For all these reasons, astronomers and astrophysicists have studied it extensively.
Facts about the Orion Nebula
-The age of the nebula is estimated to be less than 2 million years, which is the same age as the stars of the clusters that form it.
-Hydrogen is the most abundant element in the nebula and therefore we see it as reddish or pink because the red light from the hydrogen emission lines is the most intense.
-Stars are surrounded by bright filaments that extend to distances of 8 parsecs. Some of these filaments are meeting fronts between particles that move slowly with others that move more slowly.
-In the interior of the nebula, stars with protoplanetary disks and brown dwarfs, among other objects, were detected.
The proplyds are composed of material which is around newly formed stars , and gives rise to planetary systems as ours.
About 85% of the stars in the nebula are surrounded by disks of gas and dust, although that doesn’t necessarily mean they develop a planetary system like ours.
Brown dwarfs , on the other hand, are bodies halfway between stars and planets, because they didn’t have enough mass to create the fusion reactor that gives rise to a star.
Given the high stellar birth rate, there are numerous brown dwarfs in the great Orion nebula.
-The Orion Nebula is a visible part of the large Orion Molecular Cloud or Orion Molecular Complex, which groups different types of nebulae and other astronomical objects, such as the Barnard loop (in the shape of a horn in the image below) and the known dark horse head nebula.
The Orion nebula is gradually dispersing and is expected to be extinguished in a few hundred thousand years, a blink of an eye from the universe’s point of view. There is still time to enjoy such a spectacular celestial phenomenon.
Structure
The following diagram shows the structure of the Great Orion Nebula and adjacent regions.
Using infrared shots, the structure is much better distinguished as gas and dust are transparent at these wavelengths, while visible light is fully dispersed or absorbed.

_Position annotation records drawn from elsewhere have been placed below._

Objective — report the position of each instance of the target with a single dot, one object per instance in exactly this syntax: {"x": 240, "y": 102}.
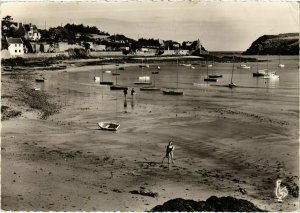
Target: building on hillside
{"x": 31, "y": 32}
{"x": 44, "y": 47}
{"x": 15, "y": 46}
{"x": 36, "y": 47}
{"x": 63, "y": 46}
{"x": 99, "y": 47}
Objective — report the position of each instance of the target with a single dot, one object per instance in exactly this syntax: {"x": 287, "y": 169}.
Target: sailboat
{"x": 212, "y": 75}
{"x": 243, "y": 66}
{"x": 208, "y": 78}
{"x": 280, "y": 65}
{"x": 270, "y": 75}
{"x": 144, "y": 79}
{"x": 231, "y": 84}
{"x": 169, "y": 91}
{"x": 102, "y": 77}
{"x": 116, "y": 86}
{"x": 258, "y": 72}
{"x": 151, "y": 88}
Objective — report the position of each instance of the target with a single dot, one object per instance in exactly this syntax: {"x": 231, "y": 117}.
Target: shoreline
{"x": 67, "y": 163}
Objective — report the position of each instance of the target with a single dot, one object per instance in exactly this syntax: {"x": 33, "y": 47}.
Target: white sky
{"x": 220, "y": 25}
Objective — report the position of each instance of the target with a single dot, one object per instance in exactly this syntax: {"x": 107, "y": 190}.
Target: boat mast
{"x": 232, "y": 70}
{"x": 206, "y": 67}
{"x": 143, "y": 70}
{"x": 212, "y": 65}
{"x": 177, "y": 74}
{"x": 102, "y": 72}
{"x": 116, "y": 73}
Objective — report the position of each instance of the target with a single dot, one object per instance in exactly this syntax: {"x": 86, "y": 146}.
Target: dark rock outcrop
{"x": 282, "y": 44}
{"x": 212, "y": 204}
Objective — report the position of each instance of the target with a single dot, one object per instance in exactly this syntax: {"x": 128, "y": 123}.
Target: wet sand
{"x": 227, "y": 145}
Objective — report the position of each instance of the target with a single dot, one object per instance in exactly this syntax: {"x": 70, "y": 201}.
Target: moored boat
{"x": 108, "y": 126}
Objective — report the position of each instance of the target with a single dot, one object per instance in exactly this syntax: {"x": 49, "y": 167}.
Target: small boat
{"x": 96, "y": 78}
{"x": 118, "y": 87}
{"x": 172, "y": 91}
{"x": 243, "y": 66}
{"x": 260, "y": 73}
{"x": 149, "y": 88}
{"x": 208, "y": 78}
{"x": 108, "y": 126}
{"x": 8, "y": 69}
{"x": 106, "y": 83}
{"x": 271, "y": 75}
{"x": 280, "y": 65}
{"x": 211, "y": 79}
{"x": 40, "y": 80}
{"x": 231, "y": 84}
{"x": 215, "y": 76}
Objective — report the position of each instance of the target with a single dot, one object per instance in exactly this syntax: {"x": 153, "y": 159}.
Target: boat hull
{"x": 211, "y": 79}
{"x": 142, "y": 83}
{"x": 106, "y": 83}
{"x": 149, "y": 89}
{"x": 215, "y": 76}
{"x": 172, "y": 92}
{"x": 118, "y": 87}
{"x": 108, "y": 126}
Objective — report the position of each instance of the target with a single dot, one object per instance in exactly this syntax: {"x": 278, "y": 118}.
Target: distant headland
{"x": 282, "y": 44}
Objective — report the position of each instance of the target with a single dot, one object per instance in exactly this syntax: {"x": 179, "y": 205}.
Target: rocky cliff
{"x": 282, "y": 44}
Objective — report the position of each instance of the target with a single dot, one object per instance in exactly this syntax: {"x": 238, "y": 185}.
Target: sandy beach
{"x": 226, "y": 143}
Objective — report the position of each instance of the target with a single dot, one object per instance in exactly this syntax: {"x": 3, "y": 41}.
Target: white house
{"x": 31, "y": 32}
{"x": 15, "y": 46}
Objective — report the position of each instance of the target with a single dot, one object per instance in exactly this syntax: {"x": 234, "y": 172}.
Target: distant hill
{"x": 282, "y": 44}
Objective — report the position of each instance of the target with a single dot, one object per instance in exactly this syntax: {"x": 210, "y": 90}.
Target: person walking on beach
{"x": 132, "y": 92}
{"x": 169, "y": 153}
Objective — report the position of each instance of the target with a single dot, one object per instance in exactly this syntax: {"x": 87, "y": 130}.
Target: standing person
{"x": 169, "y": 153}
{"x": 125, "y": 92}
{"x": 132, "y": 92}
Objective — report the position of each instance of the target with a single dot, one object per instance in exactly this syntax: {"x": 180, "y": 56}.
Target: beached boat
{"x": 243, "y": 66}
{"x": 271, "y": 75}
{"x": 212, "y": 75}
{"x": 208, "y": 78}
{"x": 40, "y": 80}
{"x": 108, "y": 126}
{"x": 151, "y": 88}
{"x": 96, "y": 78}
{"x": 105, "y": 82}
{"x": 231, "y": 84}
{"x": 144, "y": 79}
{"x": 280, "y": 65}
{"x": 118, "y": 87}
{"x": 260, "y": 73}
{"x": 171, "y": 91}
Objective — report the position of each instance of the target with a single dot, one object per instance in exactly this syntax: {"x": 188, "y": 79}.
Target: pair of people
{"x": 132, "y": 92}
{"x": 169, "y": 153}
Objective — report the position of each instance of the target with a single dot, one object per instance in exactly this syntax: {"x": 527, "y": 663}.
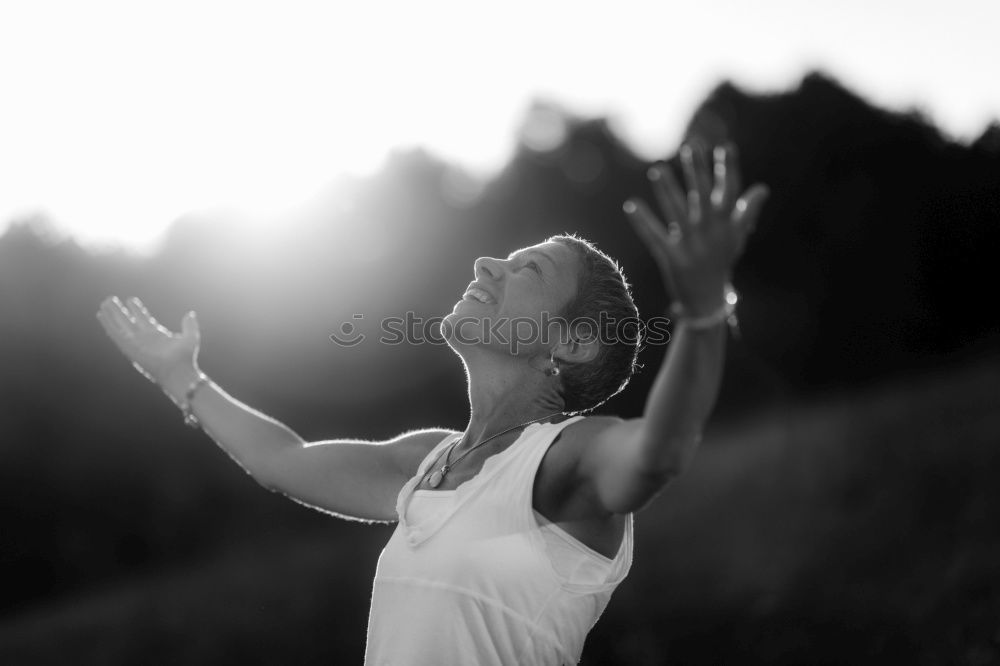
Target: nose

The trapeze stars, already described, have been shifted to the left in the image.
Within the nebula, the outer molecular cloud is also distinguished and, within it, the following objects, visible in the infrared:
-The Becklin-Neugebauer object, visible in the infrared, is an intermediate-mass protostar, that is, a star at a very early stage that has not yet been incorporated into the main sequence.
– Masers or natural sources of microwave emission are typical formations of molecular clouds.
-The Kleinmann-Low Nebula, a very active star-forming region in the heart of the Orion nebula. It contains a star cluster surrounded by dust and gas that also includes protoplanetary disks.